Bu makaleyi tüm partiler için ayrı ayrı yazmam daha doğru olur diye düşündüm fakat Ak Parti hali hazırda bu alanda pek de yönlendirmeye ihtiyaç duymuyor gibi hissettiğimden yalnızca CHP için bir çalışma yapmak daha doğru olacaktır diye düşündüm.
Reklamın dilini belirlerken toplumda karşılık bulacak bir dil belirlemek ilk adımdır. Ancak dilin seçimi kadar önemli olan bir nokta daha var ki o da hedef kitlenin doğru seçimidir. Bir siyasi partinin kemikleşmiş seçmeni ve ona belki oy verebilecek bir seçmen kitlesi muhakkak bulunur. Bir de asla oy vermeyeceğini düşünenler vardır. Siyasi partiler reklam kampanyalarını hazırlarken yalnızca kemikleşmiş kesimlerine yönelik çalışmalar yaptıklarında anca kendi oy oranlarını korurlar ki CHP’nin onca seçimdir başına gelen de budur. Hedef kitlesini yanlış belirlediğinden ötürü reklamları istenilen etkiyi bırakmamıştır. Gerçekleştirilecek olan reklam kampanyalarında ilk hedef olarak Ak Parti ve MHP seçmenini hedef almalı ve oy devşirmeye odaklanmalıdır. Ancak bunu nasıl yapacak?

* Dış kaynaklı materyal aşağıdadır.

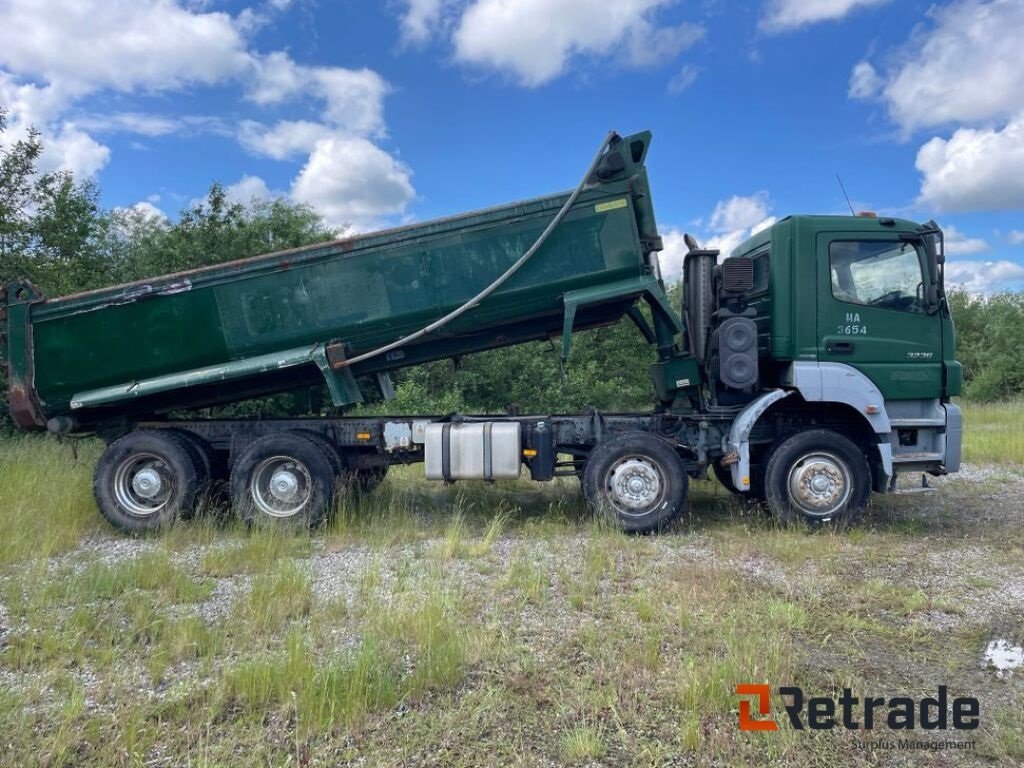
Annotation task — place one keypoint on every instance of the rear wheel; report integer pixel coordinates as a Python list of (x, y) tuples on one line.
[(284, 479), (146, 479), (818, 477), (638, 479)]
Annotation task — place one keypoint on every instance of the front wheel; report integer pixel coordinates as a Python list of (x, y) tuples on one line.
[(146, 479), (639, 479), (818, 477), (285, 479)]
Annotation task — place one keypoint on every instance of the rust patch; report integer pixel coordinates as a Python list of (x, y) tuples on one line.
[(24, 408), (336, 356)]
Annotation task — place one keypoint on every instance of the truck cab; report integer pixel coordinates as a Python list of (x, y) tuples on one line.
[(853, 330)]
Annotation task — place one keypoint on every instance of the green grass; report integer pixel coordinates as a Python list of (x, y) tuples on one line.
[(46, 504), (993, 432), (488, 625)]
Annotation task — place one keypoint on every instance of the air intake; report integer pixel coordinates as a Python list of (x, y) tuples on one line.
[(737, 274)]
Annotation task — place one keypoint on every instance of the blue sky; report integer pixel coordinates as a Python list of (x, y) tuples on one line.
[(406, 110)]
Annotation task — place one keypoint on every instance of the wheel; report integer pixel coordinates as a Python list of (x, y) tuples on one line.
[(145, 480), (284, 479), (819, 477), (637, 477), (756, 494)]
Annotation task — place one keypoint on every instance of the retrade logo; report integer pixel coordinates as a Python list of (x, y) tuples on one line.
[(763, 693), (854, 713)]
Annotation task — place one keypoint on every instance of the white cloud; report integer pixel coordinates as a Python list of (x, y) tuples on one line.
[(965, 69), (287, 139), (419, 20), (787, 14), (983, 276), (248, 189), (353, 99), (737, 218), (975, 169), (130, 122), (958, 244), (120, 44), (649, 45), (683, 79), (739, 212), (70, 148), (53, 54), (864, 81), (535, 40), (352, 182), (671, 257), (731, 222), (147, 210)]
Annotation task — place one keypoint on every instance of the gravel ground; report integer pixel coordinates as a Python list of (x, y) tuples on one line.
[(955, 552)]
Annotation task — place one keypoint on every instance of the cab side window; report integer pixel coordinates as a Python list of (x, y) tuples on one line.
[(880, 273)]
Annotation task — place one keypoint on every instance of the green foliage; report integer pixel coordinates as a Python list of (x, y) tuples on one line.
[(607, 370), (54, 232), (990, 343)]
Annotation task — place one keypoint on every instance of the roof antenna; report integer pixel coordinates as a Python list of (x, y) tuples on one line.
[(845, 195)]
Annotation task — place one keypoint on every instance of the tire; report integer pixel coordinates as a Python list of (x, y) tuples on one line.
[(755, 495), (145, 480), (303, 480), (836, 466), (659, 481)]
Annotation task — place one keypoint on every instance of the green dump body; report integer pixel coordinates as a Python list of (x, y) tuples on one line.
[(287, 320)]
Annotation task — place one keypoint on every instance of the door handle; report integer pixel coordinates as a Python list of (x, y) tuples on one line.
[(840, 347)]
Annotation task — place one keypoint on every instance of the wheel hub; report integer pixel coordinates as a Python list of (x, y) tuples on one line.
[(635, 484), (146, 483), (819, 484), (284, 485), (281, 486), (143, 484)]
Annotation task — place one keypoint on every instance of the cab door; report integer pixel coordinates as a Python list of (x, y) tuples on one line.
[(872, 312)]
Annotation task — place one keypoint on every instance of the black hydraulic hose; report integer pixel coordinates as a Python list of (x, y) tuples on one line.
[(440, 323)]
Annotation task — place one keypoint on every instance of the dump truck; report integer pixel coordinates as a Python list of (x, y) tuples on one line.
[(806, 370)]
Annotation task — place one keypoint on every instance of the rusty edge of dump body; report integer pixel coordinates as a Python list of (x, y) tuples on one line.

Reklamcılıkta Ayna Nöronlar Nasıl Kullanılabilir?
Ayna Nöronlar zihnin empati merkezleridir. Gerçekleştirilecek olan reklam kampanyasında mutlaka ayna nöronları aktifleştirecek türde bir kampanya kurgulamak gerekiyor. Eğer Ak Parti tabanına seslenirken bir “Cumhuriyet Teyzesi” kullanırsanız o iş tutmaz. İlk olarak yapılması gereken Ak Parti tabanının da rahatsız olduğu konuları belirlemek ve bu konulardaki rahatsızlığı artırmaya yönelik adımlar atmaktır. Zira rahatsızlık arttığında neredeyse iki kutuplu bir ortama dönüşmüş parti ekosisteminde tek alternatif CHP’dir.
Yıllardır süregelen muhalefetin yaydığı korku pompalaması bir çok alanda ters tepmekte. Diktatör iletişimi sonucunda “olsun bizim diktatörümüz o” diyen geniş kitleler oluştu. CHP’nin odaklanması gereken mesajlar müftünün nikah kıyması ya da diktatörlük gibi kalıplardan çok Ak Parti’nin en çok gol yediği alanlar olmalı. Bunların başında FETÖ, yolsuzluklar, kadına yönelik şiddet geliyor. Reklamların dilinde ise daha net bir korku, daha fazla empati duygusuyla birlikte verilmeli, ancak empati duygusu dediğim gibi, Ak Parti tabanında uyandırılmalı. Örnek vermek gerekirse;
1- Muhacir Vakfı
Başörtülü (saçının bir kısmı görünmeyen, mümkünse feraceli) bir kadın ile hafif sakallı bir bey bir vakfın önünde dururlar. Vakfın tabelasında Muhacir Vakfı yazar. Yanlarında da 9 yaşlarında bir erkek çocuğu vardır.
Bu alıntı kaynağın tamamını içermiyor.